The European Neural Network Society organizes annually International Conference on Neural Networks (ICANN). The first ICANN was organized in Finland in 1991. This year the conference was organized in Sofia, Bulgaria at the Technical University of Sofia in collaboration with Institute of Information and Communication Technologies, Bulgarian Academy of Sciences and Union of Automatic and Informatics.
With Erkki Oja, Karlheinz Meier, Nikola Kasabov, Alessandro E. P. Villa and Günther Palm, Stephen Grossberg was a plenary speaker of ICANN 2013. Grossberg's topic was "Behavioral economics and neuroeconomics: Cooperation, competition, preference, and decision making". The general themes of Grossberg's talk were
- how understanding human cognition, emotion, and decision making can impact economic theory, and
- how mathematical understanding of cooperative-competitive dynamics can impact economic theory.
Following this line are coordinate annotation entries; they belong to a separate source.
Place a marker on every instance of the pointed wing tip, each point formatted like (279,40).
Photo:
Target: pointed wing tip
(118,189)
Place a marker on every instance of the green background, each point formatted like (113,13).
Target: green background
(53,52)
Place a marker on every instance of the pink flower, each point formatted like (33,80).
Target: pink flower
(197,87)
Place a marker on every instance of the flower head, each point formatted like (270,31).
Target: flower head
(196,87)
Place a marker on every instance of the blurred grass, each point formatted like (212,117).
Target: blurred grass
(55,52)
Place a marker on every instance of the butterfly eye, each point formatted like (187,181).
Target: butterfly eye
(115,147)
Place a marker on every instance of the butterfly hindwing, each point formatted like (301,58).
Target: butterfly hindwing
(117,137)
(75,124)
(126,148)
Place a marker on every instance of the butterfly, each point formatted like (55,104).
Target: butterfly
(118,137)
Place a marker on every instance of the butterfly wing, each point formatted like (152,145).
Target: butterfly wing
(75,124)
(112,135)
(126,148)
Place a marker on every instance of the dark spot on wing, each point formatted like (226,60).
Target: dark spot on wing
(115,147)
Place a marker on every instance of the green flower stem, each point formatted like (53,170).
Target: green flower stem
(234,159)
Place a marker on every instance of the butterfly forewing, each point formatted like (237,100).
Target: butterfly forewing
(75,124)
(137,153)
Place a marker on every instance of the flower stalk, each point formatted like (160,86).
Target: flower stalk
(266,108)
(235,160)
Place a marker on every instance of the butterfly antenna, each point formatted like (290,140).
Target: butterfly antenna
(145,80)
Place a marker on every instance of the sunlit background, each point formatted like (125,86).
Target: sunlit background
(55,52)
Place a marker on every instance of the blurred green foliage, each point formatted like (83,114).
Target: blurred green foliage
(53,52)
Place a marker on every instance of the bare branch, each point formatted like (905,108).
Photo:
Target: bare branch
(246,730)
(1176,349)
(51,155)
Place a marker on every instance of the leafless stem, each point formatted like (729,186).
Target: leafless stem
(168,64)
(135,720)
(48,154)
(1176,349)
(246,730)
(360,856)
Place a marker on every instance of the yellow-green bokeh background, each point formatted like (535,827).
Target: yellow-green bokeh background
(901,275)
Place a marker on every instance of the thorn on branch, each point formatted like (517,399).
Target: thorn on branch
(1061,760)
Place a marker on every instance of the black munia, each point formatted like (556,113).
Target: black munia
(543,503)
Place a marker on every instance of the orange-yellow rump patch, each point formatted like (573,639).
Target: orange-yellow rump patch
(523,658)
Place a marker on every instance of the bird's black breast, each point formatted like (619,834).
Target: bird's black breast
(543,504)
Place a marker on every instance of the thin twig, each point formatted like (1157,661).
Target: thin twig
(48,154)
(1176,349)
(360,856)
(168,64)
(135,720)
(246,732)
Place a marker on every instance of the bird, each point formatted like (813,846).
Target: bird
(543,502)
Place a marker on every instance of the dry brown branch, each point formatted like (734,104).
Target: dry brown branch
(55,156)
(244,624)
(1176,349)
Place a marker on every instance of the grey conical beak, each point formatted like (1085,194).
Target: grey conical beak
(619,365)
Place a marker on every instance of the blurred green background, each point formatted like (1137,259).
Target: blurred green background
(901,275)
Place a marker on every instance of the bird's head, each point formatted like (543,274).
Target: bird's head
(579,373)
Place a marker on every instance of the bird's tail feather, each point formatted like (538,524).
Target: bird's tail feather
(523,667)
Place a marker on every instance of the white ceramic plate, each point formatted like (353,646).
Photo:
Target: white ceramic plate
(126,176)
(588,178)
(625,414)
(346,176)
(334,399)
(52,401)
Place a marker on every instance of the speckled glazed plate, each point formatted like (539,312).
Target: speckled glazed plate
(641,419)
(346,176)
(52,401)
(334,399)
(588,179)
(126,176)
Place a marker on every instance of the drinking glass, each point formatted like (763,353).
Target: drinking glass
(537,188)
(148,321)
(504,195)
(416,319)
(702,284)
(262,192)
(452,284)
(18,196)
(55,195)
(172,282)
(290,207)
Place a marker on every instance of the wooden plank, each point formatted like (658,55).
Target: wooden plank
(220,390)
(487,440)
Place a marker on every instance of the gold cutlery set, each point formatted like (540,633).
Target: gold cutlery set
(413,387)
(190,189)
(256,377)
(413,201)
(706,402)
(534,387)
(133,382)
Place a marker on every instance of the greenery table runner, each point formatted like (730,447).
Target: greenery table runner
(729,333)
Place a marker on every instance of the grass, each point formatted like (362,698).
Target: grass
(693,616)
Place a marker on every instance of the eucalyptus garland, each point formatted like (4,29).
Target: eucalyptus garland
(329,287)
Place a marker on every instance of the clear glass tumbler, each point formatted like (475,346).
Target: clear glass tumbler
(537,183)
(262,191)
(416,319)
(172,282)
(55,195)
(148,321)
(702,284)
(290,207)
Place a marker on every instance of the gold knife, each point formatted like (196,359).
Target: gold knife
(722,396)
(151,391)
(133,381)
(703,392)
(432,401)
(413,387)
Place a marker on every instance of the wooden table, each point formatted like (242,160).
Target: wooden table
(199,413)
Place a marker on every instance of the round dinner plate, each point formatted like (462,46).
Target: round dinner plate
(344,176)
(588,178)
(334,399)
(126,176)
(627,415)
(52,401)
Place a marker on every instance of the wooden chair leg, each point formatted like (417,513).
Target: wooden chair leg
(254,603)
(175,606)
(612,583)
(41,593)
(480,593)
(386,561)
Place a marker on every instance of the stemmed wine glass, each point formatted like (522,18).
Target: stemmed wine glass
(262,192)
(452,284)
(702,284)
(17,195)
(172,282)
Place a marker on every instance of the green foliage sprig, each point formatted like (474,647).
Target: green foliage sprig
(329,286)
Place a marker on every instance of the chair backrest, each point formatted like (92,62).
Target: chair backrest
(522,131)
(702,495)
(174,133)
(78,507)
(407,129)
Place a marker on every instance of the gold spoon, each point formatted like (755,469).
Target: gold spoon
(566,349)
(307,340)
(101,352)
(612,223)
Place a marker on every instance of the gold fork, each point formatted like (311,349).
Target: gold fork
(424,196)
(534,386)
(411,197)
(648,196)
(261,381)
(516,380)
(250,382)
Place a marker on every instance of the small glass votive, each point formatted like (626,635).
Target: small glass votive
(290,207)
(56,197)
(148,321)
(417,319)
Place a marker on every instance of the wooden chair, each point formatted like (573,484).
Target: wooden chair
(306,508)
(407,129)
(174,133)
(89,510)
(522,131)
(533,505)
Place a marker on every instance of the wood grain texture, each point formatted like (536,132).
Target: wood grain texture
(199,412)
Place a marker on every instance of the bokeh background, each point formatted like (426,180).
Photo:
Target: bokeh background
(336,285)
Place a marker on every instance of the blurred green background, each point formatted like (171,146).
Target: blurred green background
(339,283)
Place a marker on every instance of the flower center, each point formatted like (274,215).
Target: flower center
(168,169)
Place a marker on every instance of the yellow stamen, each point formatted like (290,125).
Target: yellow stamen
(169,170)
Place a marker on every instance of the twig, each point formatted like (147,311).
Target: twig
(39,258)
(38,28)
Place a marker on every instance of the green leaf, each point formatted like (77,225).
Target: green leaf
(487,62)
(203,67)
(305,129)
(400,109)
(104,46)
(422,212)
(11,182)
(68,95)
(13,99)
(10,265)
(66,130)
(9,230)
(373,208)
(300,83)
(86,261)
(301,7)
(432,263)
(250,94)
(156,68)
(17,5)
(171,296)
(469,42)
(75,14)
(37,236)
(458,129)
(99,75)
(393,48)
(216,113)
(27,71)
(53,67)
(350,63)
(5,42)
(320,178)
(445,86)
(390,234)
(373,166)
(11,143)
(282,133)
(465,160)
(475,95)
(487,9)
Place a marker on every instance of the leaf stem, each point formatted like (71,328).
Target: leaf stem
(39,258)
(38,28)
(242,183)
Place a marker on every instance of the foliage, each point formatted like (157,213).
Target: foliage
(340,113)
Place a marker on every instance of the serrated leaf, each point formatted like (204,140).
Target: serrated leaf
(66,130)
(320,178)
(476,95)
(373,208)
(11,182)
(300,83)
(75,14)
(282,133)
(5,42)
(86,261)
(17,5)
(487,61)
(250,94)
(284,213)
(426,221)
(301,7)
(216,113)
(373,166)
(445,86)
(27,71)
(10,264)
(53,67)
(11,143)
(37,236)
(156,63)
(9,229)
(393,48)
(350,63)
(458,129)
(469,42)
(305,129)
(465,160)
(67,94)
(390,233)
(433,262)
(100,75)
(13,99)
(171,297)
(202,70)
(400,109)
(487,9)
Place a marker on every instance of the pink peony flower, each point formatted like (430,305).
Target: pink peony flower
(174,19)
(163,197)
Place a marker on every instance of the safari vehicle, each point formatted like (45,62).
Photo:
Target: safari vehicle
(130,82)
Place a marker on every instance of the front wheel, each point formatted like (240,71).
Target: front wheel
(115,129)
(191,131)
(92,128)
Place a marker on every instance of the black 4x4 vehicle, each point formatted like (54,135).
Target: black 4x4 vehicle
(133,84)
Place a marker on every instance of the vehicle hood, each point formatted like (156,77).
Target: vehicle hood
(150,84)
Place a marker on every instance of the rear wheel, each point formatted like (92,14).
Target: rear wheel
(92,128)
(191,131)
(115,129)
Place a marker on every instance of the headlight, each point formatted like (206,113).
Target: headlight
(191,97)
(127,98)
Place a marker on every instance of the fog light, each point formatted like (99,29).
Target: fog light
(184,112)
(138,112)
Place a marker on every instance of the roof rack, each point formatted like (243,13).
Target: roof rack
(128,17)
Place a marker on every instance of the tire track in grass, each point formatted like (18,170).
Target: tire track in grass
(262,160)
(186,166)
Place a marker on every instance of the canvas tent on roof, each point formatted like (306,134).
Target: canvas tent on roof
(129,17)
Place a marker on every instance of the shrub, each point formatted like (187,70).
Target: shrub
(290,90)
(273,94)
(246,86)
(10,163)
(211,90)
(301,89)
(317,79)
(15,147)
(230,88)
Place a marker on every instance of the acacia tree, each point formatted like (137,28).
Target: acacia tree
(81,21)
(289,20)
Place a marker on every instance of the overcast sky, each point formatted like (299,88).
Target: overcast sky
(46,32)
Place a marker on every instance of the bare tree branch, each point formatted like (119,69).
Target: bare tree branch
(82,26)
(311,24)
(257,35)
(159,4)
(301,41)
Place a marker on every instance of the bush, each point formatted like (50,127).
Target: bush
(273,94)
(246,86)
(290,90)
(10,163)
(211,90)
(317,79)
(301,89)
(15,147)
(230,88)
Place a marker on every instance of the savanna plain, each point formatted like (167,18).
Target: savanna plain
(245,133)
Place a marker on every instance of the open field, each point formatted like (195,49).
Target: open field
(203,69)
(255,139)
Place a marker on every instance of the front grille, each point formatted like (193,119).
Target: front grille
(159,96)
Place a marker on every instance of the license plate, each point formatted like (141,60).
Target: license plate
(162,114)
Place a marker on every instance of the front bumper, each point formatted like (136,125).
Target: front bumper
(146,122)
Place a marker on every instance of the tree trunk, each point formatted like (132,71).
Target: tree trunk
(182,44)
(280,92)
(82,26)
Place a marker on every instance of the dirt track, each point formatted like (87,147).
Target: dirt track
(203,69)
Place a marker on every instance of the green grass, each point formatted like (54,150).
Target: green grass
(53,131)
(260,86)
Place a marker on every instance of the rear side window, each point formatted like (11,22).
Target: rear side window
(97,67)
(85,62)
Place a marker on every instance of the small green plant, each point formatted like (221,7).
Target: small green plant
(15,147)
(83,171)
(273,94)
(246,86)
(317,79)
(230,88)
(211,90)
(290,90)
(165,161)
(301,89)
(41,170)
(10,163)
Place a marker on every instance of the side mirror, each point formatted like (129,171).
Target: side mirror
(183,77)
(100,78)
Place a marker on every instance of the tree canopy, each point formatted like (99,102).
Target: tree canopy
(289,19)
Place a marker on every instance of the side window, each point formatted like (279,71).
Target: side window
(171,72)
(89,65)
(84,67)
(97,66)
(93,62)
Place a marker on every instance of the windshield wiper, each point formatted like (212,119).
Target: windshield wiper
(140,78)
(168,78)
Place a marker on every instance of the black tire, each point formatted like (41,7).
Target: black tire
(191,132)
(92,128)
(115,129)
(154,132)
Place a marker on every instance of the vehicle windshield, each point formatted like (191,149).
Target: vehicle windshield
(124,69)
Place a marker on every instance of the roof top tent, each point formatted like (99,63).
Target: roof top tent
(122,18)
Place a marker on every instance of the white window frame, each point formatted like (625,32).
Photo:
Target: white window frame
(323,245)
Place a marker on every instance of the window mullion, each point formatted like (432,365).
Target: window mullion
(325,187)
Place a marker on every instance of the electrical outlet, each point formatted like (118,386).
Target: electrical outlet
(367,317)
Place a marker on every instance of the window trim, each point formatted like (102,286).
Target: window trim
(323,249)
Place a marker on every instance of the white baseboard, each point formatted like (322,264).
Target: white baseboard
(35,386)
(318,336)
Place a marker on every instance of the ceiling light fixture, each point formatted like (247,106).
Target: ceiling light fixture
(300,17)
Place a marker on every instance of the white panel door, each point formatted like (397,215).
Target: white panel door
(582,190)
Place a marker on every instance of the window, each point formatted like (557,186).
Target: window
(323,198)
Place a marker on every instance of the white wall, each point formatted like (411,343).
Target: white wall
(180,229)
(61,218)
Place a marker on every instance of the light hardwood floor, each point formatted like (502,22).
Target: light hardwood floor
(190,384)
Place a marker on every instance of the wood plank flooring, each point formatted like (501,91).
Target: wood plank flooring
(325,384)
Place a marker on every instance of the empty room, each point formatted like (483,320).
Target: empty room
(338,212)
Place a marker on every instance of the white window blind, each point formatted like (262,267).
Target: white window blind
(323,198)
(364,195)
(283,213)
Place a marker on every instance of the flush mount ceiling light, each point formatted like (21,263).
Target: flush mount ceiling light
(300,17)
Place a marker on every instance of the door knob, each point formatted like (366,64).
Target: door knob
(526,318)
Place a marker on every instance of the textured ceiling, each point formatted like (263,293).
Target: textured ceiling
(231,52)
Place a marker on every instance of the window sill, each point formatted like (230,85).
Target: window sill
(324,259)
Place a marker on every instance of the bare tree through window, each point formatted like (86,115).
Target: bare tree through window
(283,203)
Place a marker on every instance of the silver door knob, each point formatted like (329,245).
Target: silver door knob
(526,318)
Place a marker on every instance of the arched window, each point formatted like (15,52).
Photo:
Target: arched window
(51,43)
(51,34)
The Nobel prize-winning work of Kahneman and Tversky on Prospect Theory is an illustrative example of the first item. Grossberg's talk showed how properties of cooperative-competitive and cognitive- emotional neural systems that were developed to explain large behavioral and neural data bases exhibit emergent properties that are economically relevant, including results about the voting paradox, the Invisible Hand, how to design stable economic markets, irrational decision making under risk (Prospect Theory), probabilistic decision making, preferences for previously unexperienced alternatives over rewarded experiences, and bounded rationality.
Neural mechanisms that have been selected by evolution because they support adaptive behaviors that are crucial for survival can give rise to irrational behaviors when they are exposed to certain environments. Occasional irrational behavior is the price we pay for adaptive processes: it is a part of the "human condition". Grossberg continued by asking two important questions: (1) What design principles and mechanisms have been selected by evolution? (2) How do certain environments contextually trigger irrational decisions? He provided answers through describing his widely used equations on short-term (activation), medium-term (habituation) and long-term (learning) memory. He showed how a correct form of these equations can help to explain a wide range of data about behavioral economics and neuroeconomics.